I think we have plenty of evidence to justify this
but if you like I will send you up a summary of our file against the man.”
The character Iris Henderson (Margaret Lockwood) in Hitchock’s The Lady Vanishes,
released in 1938, the year Mandelstam died,
having tea in the dining car with the charming
but penniless musicologist Gilbert Redman (Michael Redgrave)
when she glimpses the name that Miss Froy (Dame May Whitty)
had left on the window, a second before it evaporates.
She bolts from the table and desperately addresses the travelers around her:
“I appeal to you, all of you — stop the train. Please help me.
Please make them stop the train. Do you hear?
Why don’t you do something before it’s too late?”
Redgrave and duplicitous psychiatrist Dr. Harz (Paul Lukas)
attempt to restrain her but she breaks away.
Before pulling the train’s emergency cord and collapsing in a dead faint,
she cries out: “I know! You think I’m crazy, but I’m not.
For heaven’s sake, stop this train. Leave me alone. Leave me alone.”

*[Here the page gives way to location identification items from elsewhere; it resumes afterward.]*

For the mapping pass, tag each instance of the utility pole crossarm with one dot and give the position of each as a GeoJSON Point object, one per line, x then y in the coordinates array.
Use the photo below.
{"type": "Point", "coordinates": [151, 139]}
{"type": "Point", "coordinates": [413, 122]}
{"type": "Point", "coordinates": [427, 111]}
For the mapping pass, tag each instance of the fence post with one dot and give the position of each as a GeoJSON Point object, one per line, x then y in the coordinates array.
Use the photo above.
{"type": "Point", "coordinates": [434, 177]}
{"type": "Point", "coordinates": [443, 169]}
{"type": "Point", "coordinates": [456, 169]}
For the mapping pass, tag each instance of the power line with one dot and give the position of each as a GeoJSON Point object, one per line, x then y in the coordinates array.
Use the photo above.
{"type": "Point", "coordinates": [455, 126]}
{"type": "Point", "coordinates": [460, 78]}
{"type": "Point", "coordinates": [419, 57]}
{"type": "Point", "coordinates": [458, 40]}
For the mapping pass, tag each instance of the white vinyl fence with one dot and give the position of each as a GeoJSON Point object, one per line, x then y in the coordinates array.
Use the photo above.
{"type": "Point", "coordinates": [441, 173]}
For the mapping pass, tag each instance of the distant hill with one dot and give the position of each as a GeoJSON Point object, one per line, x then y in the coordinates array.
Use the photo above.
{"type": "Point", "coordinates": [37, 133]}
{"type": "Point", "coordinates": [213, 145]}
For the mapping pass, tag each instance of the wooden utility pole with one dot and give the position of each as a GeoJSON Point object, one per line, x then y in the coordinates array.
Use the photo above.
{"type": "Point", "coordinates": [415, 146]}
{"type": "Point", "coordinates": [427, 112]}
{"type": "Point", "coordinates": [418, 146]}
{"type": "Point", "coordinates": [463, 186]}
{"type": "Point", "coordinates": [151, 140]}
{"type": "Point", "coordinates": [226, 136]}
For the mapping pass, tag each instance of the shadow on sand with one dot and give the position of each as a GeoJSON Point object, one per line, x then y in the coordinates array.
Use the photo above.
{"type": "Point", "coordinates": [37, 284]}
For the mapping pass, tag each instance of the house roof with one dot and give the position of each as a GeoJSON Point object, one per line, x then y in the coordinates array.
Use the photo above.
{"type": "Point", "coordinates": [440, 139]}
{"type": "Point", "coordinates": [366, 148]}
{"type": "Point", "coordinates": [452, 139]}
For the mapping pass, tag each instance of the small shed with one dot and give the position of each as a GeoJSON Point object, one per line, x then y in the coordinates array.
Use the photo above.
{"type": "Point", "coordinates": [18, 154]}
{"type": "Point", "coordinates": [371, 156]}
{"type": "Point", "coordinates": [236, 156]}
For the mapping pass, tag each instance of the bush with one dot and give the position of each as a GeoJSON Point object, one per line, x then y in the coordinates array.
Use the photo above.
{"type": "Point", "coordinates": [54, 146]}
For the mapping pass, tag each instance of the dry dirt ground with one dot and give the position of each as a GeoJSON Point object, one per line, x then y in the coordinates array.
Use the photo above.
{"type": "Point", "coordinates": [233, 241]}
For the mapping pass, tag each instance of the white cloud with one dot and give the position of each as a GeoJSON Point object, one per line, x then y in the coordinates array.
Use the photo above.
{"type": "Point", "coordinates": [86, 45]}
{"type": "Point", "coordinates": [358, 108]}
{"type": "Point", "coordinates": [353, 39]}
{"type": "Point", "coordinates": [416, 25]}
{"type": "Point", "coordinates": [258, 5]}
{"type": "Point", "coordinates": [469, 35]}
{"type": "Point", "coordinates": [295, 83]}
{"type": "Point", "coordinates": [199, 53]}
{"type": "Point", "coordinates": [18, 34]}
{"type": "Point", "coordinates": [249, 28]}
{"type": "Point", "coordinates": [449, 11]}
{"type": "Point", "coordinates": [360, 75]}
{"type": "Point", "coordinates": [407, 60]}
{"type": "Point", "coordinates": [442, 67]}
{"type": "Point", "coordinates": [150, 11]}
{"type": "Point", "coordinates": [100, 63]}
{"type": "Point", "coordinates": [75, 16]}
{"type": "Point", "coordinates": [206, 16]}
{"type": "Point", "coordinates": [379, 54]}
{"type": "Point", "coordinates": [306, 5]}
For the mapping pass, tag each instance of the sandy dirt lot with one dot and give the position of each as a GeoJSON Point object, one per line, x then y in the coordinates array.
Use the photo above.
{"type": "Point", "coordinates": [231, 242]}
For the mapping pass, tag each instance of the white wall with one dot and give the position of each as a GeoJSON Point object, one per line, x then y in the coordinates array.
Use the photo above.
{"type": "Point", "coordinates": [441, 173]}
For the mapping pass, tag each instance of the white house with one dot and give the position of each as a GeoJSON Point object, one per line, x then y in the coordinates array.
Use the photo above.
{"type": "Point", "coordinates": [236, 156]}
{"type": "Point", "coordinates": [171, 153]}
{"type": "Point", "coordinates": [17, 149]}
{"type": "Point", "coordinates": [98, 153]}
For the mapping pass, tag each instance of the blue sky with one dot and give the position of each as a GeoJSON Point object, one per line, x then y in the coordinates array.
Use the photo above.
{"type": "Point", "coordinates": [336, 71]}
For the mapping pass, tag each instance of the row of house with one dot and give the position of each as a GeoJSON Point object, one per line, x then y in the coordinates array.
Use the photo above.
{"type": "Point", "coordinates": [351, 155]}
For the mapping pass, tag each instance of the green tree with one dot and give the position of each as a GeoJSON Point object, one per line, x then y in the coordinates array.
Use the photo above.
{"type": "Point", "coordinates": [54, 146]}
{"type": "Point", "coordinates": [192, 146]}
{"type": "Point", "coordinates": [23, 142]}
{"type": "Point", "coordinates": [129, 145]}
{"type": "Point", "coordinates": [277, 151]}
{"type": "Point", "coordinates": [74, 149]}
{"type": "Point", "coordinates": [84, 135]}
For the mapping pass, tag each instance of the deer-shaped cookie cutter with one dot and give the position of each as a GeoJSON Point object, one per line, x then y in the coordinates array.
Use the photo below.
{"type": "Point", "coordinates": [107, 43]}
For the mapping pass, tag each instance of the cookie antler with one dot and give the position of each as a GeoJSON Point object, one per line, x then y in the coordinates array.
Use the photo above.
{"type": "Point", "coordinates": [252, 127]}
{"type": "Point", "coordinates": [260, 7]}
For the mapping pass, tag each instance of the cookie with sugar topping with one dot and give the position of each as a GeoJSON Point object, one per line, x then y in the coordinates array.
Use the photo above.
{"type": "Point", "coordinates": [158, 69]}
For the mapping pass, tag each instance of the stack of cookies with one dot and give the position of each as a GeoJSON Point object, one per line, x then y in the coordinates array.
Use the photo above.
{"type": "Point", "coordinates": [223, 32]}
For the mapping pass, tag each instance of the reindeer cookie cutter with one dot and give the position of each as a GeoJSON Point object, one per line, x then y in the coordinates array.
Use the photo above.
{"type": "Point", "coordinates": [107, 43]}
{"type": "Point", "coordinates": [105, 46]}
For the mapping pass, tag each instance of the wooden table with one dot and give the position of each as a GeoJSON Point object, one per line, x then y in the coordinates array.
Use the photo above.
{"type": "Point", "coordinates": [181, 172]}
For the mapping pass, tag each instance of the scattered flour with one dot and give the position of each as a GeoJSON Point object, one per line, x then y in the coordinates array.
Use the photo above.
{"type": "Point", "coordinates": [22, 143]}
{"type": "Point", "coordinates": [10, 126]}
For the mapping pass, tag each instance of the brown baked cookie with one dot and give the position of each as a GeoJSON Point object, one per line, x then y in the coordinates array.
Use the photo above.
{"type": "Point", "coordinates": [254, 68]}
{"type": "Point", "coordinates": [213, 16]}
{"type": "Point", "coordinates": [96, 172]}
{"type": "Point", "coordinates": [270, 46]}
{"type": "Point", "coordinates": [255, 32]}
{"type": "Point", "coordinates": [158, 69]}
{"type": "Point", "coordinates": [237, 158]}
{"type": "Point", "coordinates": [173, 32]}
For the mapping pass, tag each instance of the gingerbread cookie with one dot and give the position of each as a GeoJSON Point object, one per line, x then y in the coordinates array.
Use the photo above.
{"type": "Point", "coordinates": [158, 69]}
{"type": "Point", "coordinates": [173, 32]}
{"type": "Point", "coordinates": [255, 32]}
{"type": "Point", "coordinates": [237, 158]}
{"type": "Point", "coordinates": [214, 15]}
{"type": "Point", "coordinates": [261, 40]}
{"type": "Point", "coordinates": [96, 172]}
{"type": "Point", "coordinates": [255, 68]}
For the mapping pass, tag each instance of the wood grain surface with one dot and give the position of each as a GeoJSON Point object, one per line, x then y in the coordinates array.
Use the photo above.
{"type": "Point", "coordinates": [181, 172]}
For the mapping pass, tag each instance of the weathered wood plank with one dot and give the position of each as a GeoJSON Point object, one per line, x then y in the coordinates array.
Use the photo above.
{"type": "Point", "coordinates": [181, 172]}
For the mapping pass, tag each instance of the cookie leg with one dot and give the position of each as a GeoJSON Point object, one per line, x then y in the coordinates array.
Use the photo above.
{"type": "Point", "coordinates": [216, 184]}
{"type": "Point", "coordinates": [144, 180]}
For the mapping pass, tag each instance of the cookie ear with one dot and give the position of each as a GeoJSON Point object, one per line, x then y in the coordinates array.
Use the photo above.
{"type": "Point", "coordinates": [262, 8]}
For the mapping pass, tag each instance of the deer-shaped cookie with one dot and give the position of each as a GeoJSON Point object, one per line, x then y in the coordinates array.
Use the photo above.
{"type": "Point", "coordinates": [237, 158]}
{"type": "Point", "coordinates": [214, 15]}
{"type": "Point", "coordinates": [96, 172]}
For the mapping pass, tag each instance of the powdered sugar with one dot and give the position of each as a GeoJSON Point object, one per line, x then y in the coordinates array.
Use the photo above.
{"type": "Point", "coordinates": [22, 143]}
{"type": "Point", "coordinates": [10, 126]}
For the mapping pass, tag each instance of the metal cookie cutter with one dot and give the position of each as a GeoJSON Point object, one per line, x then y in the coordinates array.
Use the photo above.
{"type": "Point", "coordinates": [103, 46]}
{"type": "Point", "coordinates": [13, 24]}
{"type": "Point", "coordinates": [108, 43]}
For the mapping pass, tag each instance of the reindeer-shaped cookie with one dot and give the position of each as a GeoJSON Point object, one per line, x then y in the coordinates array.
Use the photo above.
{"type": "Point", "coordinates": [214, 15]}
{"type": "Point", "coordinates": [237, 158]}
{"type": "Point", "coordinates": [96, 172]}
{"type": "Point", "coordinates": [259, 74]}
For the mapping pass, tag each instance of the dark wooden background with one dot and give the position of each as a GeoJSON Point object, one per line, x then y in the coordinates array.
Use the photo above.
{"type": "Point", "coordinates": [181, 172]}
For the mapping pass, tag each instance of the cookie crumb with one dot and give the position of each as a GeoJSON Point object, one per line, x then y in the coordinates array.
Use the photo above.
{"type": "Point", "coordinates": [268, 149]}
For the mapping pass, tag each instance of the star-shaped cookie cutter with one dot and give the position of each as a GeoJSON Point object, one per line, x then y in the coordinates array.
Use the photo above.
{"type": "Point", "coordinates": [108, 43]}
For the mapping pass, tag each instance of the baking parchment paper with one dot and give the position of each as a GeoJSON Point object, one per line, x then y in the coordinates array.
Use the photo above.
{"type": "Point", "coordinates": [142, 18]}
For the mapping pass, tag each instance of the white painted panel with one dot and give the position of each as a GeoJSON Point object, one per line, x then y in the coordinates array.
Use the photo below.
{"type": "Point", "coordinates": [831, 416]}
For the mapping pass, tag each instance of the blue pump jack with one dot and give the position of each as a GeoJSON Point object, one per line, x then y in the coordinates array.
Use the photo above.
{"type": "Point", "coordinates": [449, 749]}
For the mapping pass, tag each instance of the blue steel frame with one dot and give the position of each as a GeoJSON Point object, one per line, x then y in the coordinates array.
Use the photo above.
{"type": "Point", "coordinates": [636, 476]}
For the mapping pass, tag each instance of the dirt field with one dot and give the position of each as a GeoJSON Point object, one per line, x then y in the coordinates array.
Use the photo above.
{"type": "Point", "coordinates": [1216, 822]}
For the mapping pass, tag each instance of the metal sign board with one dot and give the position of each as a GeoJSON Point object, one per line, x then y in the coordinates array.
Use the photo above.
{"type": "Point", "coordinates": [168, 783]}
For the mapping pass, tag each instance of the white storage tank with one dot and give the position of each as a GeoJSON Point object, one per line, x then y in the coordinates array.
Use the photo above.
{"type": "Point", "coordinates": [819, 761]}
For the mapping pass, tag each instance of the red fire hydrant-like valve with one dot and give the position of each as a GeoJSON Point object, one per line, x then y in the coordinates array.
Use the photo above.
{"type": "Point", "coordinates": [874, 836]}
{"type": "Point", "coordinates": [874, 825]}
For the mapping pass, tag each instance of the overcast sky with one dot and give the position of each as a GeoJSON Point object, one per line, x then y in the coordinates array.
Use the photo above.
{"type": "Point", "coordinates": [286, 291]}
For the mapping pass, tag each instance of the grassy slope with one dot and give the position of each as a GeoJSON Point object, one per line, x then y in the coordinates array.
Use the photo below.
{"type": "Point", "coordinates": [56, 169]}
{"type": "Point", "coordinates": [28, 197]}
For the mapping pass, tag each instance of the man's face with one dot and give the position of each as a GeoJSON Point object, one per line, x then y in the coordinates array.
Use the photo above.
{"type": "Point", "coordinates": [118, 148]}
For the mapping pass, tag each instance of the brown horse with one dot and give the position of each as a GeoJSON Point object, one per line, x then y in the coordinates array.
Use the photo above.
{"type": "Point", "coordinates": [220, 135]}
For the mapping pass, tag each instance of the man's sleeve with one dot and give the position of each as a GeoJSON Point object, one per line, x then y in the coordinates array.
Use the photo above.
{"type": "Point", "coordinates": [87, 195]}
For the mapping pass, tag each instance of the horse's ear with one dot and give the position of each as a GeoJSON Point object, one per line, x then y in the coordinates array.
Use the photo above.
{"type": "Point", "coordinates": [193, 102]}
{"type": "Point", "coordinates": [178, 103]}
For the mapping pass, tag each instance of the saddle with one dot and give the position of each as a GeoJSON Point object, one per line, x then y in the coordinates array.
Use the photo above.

Amid the fascist shadows she is driven to hysteria
because a text has disappeared before it could acquire other readers.
At the Whitney’s “Rituals of Rented Island”
I walk into the Squat Theatre installation, suddenly remembering
evenings of radical performance circa 1979
as a long-forgotten line from one of Kafka’s parables
hisses at me in low-fi analog:
“Nobody could fight his way through here even with a message from a dead man.”